Vous ne vous souvenez sans doute pas de moi. C'est surtout mon amie qui vous a parlé lorsque nous sommes descendues du trolley. Vous lui avez dit que vous aviez faim, que vous étiez sans domicile et que vous aviez besoin d'argent. Puis vous vous êtes mise à tousser et avez serré contre vous votre pull-over trop mince pour vous protéger du vent froid du soir.
Je ne parle pas le norvégien, mais il était évident que vous étiez dans une situation difficile. Je suis heureuse que mon amie vous ait donné un peu d'argent. Et elle n'a pas résisté à l'envie de vous dire: « Faites bien attention à vous. » Pendant une seconde, une lueur de défi s'est allumée dans votre triste regard bleu. Puis, vous avez hoché la tête, esquissé un sourire et avez disparu dans l'ombre.

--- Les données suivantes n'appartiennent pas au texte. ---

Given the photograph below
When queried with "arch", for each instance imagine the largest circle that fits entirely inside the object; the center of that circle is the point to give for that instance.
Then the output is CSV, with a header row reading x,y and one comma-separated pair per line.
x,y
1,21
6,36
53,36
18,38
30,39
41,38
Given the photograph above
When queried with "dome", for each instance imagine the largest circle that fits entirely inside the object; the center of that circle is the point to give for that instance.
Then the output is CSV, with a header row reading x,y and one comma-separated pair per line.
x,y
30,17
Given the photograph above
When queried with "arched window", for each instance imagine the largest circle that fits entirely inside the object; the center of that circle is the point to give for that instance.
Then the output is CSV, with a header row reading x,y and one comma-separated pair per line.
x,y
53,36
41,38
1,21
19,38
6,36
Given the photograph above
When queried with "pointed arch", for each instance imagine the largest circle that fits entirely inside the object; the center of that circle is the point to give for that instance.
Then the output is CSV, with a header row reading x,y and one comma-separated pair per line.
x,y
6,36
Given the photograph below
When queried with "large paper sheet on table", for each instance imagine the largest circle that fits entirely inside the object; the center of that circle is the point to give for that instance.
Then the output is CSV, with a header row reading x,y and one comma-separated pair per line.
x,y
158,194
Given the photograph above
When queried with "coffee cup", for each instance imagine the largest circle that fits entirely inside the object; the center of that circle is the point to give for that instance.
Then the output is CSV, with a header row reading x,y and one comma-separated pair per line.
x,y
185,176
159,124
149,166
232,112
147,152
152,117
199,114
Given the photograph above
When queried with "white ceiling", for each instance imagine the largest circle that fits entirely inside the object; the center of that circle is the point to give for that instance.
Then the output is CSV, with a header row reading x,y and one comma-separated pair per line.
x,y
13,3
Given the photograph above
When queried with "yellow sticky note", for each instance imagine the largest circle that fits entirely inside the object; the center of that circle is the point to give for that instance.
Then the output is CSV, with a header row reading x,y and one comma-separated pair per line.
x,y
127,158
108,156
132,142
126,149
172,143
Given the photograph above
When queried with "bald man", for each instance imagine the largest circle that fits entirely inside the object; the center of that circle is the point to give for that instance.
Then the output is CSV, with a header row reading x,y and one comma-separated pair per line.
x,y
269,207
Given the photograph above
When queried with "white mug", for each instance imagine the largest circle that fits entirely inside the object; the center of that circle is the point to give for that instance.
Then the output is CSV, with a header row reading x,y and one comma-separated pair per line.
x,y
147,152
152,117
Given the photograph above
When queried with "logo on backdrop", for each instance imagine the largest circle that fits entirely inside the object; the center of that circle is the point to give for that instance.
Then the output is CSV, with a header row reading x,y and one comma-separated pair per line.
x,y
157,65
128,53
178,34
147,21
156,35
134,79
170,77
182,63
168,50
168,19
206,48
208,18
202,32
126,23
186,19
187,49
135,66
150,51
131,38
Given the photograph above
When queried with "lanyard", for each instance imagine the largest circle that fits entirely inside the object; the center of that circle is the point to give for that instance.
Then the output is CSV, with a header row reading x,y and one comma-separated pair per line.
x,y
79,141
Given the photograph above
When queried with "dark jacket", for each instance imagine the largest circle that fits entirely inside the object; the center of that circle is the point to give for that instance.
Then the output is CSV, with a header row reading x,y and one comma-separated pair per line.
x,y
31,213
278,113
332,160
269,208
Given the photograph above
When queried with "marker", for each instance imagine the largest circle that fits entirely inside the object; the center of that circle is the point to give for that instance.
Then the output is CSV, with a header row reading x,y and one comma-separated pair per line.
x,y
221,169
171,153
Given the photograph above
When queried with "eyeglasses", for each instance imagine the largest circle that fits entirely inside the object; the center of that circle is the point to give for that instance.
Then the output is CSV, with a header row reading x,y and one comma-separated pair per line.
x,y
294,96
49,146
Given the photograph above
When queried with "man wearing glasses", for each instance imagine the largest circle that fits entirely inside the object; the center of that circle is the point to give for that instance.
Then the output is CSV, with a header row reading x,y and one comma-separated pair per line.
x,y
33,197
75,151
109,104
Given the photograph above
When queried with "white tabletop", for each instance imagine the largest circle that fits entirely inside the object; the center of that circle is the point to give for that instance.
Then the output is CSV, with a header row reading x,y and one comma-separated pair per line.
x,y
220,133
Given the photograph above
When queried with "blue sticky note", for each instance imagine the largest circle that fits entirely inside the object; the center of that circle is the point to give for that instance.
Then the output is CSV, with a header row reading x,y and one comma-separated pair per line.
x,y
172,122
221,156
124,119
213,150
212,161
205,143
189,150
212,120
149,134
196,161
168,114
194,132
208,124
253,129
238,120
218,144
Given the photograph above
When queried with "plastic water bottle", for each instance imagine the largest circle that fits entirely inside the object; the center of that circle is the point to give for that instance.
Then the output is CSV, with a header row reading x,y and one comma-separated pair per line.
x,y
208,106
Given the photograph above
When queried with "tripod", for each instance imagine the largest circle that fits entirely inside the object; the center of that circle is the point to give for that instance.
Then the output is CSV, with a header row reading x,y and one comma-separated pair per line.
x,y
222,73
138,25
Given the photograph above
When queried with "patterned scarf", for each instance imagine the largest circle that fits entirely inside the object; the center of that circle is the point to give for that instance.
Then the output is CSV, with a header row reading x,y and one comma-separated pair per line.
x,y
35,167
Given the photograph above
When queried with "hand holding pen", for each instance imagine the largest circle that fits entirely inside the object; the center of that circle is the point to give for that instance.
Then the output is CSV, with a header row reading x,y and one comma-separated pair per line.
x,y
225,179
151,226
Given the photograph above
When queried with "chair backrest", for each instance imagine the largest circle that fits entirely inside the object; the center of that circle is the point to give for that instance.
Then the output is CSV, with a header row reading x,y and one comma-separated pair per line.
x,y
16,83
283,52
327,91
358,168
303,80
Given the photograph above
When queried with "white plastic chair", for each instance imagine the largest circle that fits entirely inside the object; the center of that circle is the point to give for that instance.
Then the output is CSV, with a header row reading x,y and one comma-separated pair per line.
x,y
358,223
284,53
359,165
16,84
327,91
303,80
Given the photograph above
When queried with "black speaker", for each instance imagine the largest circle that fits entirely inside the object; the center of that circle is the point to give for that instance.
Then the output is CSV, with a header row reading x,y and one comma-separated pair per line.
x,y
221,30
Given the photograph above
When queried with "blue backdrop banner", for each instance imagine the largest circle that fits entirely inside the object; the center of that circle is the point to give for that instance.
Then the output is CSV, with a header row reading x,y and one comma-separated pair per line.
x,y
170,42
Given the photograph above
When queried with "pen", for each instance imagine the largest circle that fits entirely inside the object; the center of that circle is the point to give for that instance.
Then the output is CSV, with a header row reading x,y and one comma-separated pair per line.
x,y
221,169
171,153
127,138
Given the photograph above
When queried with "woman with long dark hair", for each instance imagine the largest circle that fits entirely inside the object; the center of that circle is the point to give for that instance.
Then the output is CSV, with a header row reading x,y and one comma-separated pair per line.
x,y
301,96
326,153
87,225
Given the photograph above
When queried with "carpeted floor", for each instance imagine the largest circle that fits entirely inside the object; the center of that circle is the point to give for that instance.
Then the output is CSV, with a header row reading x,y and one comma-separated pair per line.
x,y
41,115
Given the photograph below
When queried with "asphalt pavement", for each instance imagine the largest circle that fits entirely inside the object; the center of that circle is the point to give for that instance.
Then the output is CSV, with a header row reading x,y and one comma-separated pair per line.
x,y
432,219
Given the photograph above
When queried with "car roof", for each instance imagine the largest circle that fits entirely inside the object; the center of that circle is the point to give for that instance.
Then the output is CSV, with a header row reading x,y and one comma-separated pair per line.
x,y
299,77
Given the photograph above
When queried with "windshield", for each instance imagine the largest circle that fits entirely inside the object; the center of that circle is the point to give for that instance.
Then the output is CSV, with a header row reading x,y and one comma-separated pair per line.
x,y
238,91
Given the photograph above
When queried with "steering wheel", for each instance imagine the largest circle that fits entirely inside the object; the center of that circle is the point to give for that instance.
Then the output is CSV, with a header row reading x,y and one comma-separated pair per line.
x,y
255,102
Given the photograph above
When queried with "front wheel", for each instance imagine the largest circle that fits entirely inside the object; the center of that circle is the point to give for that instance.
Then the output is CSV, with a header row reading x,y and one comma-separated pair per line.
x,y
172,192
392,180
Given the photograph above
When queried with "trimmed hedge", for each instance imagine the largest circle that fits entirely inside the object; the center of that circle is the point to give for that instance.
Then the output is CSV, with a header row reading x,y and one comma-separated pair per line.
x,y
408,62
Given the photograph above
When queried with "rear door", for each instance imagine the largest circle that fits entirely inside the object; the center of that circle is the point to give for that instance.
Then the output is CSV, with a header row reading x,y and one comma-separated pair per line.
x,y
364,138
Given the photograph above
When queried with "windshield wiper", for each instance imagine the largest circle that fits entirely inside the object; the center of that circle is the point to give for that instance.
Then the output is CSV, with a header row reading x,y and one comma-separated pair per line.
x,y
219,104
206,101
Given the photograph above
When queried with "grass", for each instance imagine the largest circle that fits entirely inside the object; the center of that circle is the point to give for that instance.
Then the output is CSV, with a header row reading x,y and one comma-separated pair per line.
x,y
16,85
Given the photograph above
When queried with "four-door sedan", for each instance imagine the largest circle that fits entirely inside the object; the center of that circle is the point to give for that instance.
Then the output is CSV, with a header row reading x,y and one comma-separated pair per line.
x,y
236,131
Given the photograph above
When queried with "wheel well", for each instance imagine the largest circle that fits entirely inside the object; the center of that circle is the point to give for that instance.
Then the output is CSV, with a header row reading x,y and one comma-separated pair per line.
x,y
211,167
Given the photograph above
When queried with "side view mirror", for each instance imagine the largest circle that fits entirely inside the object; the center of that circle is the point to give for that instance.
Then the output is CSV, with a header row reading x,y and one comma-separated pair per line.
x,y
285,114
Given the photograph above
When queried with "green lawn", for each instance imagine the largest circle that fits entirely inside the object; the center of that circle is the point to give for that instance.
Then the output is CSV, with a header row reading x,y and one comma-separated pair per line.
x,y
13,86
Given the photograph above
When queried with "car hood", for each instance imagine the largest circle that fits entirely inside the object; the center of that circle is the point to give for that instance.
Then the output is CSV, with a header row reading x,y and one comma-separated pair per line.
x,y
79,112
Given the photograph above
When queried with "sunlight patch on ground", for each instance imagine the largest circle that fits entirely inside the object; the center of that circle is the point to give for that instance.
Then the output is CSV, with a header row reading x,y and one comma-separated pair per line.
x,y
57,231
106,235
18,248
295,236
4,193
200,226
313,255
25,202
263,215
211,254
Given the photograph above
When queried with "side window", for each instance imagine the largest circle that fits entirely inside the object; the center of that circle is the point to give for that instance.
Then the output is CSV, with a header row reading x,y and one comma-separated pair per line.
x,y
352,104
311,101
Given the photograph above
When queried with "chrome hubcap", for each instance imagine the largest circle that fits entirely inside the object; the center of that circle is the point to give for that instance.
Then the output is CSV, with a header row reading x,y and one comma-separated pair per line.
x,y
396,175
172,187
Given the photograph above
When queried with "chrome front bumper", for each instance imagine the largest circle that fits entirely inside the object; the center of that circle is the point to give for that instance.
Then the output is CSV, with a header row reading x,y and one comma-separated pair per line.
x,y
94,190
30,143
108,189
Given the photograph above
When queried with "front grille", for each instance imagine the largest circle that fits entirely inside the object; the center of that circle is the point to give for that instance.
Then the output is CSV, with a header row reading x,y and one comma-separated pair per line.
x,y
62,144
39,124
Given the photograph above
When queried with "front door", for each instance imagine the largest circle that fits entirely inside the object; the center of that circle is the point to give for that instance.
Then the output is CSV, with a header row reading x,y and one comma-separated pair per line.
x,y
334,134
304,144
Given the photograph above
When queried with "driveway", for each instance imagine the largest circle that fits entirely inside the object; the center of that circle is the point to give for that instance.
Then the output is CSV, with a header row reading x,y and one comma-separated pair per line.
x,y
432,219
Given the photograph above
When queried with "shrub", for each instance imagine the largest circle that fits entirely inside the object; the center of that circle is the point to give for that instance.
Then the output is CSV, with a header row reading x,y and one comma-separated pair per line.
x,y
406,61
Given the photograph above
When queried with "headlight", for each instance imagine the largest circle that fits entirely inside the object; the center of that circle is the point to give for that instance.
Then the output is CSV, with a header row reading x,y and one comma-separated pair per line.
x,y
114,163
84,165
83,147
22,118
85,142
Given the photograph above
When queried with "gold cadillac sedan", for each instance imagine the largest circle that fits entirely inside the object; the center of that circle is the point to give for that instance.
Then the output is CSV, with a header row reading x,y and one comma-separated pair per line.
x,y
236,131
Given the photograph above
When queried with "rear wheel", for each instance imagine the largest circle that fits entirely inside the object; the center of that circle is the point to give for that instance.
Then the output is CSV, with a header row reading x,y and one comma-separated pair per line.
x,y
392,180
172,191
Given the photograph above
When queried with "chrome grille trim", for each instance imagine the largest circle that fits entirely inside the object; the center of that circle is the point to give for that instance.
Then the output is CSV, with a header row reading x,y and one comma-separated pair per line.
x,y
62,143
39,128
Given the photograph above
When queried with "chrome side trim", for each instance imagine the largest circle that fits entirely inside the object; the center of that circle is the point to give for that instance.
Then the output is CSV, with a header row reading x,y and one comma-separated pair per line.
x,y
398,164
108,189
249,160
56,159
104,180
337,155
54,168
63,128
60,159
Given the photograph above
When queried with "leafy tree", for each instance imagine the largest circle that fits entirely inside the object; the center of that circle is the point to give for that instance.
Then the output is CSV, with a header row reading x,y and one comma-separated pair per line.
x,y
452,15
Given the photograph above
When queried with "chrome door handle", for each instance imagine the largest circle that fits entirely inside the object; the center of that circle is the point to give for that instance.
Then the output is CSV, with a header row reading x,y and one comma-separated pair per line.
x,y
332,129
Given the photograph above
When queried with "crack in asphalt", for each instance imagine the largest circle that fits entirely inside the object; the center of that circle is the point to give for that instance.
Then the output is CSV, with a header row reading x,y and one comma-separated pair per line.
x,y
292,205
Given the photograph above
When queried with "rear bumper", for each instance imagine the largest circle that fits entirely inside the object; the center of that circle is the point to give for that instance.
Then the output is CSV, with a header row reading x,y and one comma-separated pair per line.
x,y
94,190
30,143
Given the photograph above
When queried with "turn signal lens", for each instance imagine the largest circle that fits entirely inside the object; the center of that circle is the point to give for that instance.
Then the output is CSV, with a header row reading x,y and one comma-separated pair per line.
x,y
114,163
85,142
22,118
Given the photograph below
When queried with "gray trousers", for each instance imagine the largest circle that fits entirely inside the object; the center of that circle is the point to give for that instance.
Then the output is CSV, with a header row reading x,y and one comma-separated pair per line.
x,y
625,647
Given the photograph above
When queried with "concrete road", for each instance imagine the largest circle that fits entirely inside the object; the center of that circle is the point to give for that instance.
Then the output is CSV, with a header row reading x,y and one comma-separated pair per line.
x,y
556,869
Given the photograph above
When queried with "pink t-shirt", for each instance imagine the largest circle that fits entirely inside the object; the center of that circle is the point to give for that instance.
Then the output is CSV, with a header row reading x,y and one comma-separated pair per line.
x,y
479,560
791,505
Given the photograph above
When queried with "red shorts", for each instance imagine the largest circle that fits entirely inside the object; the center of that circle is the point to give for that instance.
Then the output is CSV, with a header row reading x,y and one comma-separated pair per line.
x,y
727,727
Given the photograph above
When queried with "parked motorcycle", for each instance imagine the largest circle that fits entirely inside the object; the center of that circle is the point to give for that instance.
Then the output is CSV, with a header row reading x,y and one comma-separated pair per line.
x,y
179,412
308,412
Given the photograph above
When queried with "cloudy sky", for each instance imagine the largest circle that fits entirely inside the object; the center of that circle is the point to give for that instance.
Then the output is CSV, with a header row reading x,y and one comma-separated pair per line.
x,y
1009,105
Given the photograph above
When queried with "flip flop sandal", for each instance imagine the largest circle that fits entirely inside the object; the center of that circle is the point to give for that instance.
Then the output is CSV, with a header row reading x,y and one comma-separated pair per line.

Depuis ce soir-là, je pense beaucoup à vous. Je vous ai même donné un nom: Inger. Et le plus étrange, Inger, c'est que c'était la première fois que je vous voyais, mais j'ai tout de suite eu l'impression de vous connaître. Peut-être parce que j'avais déjà vu cette expression dans vos yeux. Je l'ai vue dans les yeux de jeunes femmes et de jeunes gens à New York, Londres, Paris, Athènes, Kingston, Stockolm et Boston. Je l'ai vue dans les yeux d'enfants de ma famille.